In his blog Peter cites case studies where a downturn was perceived not as a calamity but an opportunity. In terms of safety, let’s ask:

  • What black elephants will be unleashed when our organization changes to the new normalcy?
  • What existing latent conditions will enable safety or danger to emerge due to a new tipping point in the new normalcy?
  • When we return to work or if we need new recruits, what will be different in our safety induction and orientation programs in the new normalcy?
  • What human-imposed constraints such as safety policies, standards, rules, procedures need to adapt in the new normalcy?

HOW…can we operationalize the What?

Top Management is under fire to demonstrate leadership and take charge in a time of crisis. First step: Stop the bleeding to get out of the Cynefin Chaotic domain. Now what? Craft an idealistic vision of the new normalcy? Direct subordinates to “make it so”? Well, this would be a Complicated domain approach. Since the future is uncertain and unpredictable, developing the new normalcy happens in the Cynefin Complex domain. Instead we manage the evolutionary potential of the Present and shape the new normalcy on a different scaffold. Classical economics? Evonomics? Doughnut Economics? How about Narrative economics?

One of the principles of Safety Differently is: Safety is not defined by the absence of accidents, but by the presence of capacity. Adaptive Safety means building adaptive capacity. When working in the Complex domain, one capacity is possessing useful heuristics to cope with uncertainty. Heuristics are simple, efficient rules we use to form judgments and made decisions. These are mental shortcuts developed on past successful experiences. The upside is they can be hard measures of performance if used correctly (i.e., not abstract and no gamification).

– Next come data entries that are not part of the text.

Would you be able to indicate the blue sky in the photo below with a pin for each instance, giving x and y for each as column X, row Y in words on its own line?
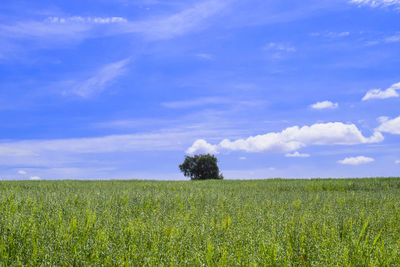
column 112, row 89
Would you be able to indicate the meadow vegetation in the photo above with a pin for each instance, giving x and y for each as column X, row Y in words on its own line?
column 201, row 223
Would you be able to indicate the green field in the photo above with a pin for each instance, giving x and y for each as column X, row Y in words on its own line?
column 209, row 223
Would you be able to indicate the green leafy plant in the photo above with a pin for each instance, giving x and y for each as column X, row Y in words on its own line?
column 201, row 167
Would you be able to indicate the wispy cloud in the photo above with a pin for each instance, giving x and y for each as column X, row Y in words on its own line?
column 297, row 155
column 98, row 82
column 356, row 160
column 382, row 94
column 205, row 56
column 389, row 125
column 88, row 20
column 331, row 35
column 324, row 105
column 195, row 102
column 377, row 3
column 293, row 138
column 188, row 20
column 280, row 47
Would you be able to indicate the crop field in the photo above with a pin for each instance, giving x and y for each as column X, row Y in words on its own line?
column 208, row 223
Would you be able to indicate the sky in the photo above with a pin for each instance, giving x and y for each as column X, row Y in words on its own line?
column 119, row 89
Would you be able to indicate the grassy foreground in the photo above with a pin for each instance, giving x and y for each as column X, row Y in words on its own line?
column 226, row 223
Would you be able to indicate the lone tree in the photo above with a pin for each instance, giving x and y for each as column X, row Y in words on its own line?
column 201, row 167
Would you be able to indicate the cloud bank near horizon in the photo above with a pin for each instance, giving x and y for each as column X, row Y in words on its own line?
column 292, row 139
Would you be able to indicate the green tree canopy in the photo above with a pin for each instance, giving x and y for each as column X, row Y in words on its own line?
column 201, row 167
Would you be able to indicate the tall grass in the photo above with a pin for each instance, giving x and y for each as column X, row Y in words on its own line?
column 224, row 223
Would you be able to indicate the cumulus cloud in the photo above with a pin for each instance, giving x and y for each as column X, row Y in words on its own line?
column 389, row 125
column 297, row 155
column 99, row 81
column 383, row 94
column 294, row 138
column 324, row 105
column 356, row 160
column 201, row 146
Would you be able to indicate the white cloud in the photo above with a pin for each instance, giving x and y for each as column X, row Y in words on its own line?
column 389, row 126
column 297, row 155
column 188, row 20
column 195, row 102
column 356, row 160
column 324, row 105
column 205, row 56
column 201, row 146
column 294, row 138
column 393, row 39
column 376, row 3
column 15, row 152
column 98, row 82
column 280, row 47
column 89, row 20
column 383, row 94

The downside is that heuristics can blind us or may not work in novel situations. So don’t get locked into a trusty but rusty heuristic and be willing to adapt.

To operationalize the What, let’s apply 3 simple rules drilled into US soldiers to improve the chances of survival in war: Keep moving, stay in communication, and head to higher ground.

Keep moving

Okay, we’ve stopped the bleeding. We, however, can’t sit still hoping to wait until things settle out. Nor go into paralysis analysis looking at a multitude of options. We don’t want to be an easy target or prey for a competitive predator. Let’s speedily move into the Complex domain and head towards this new normalcy.

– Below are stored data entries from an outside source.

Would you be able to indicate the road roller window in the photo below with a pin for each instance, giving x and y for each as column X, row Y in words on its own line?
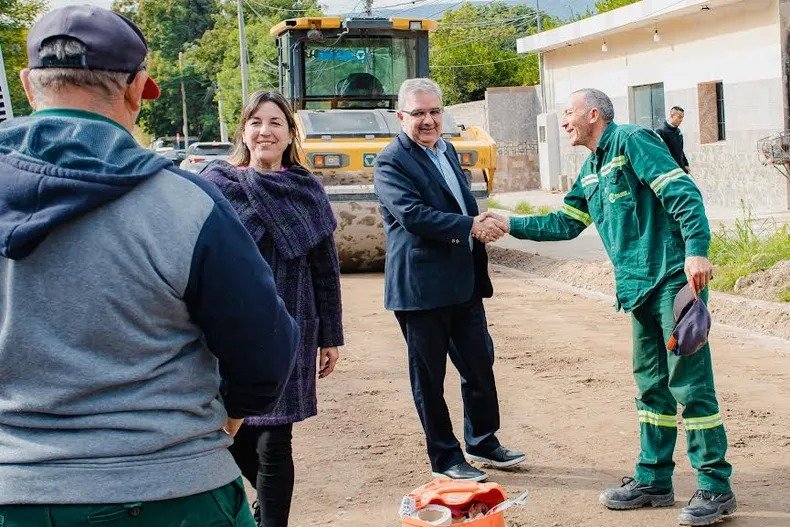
column 358, row 72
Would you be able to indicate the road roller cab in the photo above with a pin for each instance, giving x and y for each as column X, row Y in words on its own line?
column 342, row 78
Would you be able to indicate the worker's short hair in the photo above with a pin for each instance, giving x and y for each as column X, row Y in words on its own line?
column 597, row 99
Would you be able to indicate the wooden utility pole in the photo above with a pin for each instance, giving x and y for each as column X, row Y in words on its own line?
column 6, row 112
column 185, row 130
column 544, row 106
column 242, row 52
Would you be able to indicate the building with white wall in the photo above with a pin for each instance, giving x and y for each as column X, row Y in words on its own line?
column 723, row 61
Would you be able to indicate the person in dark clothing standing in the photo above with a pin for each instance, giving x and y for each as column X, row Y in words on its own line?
column 672, row 136
column 287, row 212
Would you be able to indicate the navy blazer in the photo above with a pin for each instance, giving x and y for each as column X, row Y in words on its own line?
column 429, row 263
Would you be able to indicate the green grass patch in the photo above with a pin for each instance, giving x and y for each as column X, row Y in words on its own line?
column 494, row 204
column 746, row 248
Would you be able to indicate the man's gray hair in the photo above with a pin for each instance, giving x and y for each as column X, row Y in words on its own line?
column 48, row 81
column 419, row 85
column 597, row 99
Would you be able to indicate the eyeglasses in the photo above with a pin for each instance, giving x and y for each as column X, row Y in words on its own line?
column 570, row 111
column 418, row 113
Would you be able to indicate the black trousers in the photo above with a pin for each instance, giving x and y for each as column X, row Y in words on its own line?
column 264, row 455
column 462, row 332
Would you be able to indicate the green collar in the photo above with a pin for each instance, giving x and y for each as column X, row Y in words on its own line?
column 73, row 112
column 603, row 142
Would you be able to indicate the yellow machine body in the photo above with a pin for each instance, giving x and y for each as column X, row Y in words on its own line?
column 342, row 78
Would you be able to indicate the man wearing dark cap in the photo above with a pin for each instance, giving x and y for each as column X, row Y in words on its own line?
column 652, row 222
column 127, row 288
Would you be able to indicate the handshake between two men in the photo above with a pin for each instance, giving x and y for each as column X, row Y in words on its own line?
column 489, row 227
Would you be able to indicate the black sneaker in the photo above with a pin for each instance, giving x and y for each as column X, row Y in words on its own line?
column 256, row 512
column 500, row 457
column 633, row 495
column 462, row 470
column 707, row 507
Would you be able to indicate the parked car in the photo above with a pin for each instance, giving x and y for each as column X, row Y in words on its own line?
column 198, row 155
column 176, row 155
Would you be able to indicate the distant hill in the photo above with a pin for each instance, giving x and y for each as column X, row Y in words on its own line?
column 564, row 9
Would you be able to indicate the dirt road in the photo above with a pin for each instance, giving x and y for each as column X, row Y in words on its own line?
column 563, row 364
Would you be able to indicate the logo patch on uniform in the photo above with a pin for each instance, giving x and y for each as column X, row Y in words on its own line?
column 614, row 197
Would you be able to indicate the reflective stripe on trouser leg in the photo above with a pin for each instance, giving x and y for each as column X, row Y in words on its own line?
column 691, row 384
column 655, row 405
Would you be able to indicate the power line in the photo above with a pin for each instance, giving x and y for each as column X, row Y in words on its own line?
column 489, row 23
column 411, row 2
column 477, row 38
column 455, row 66
column 274, row 8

Before we move, we need a couple of tools – a compass and a map to plot our path [B]. As shown by Palladio’s Amber Compass, a complexity thinking compass is different. In our backpack will be tools to probe the system (mine detector?), launch experiments (flares?), and that map not only to plot our direction but monitor our progress.

In the military world, each soldier on the battlefield is equipped with a GPS device. This capacity enables the Command centre to monitor the movement of troops in real-time on a visual screen. How might we build a similar map of movement towards a new normalcy?

Stay in Communication

In the battle against COVID-19 to stop the bleeding, numerous organizations immediately enacted an age-old heuristic: terminate, layoff, stand down. This action is akin to removing soldiers from the battlefield for financial reasons. The policy is based on the traditional reductionistic paradigm of treating people as replaceable parts of a mechanistic system. It reinforces a Classical Management theory of treating humans as expenses not assets. (Suggestion: Organizations that state Our people are our greatest resource should update to our greatest expendable resource.)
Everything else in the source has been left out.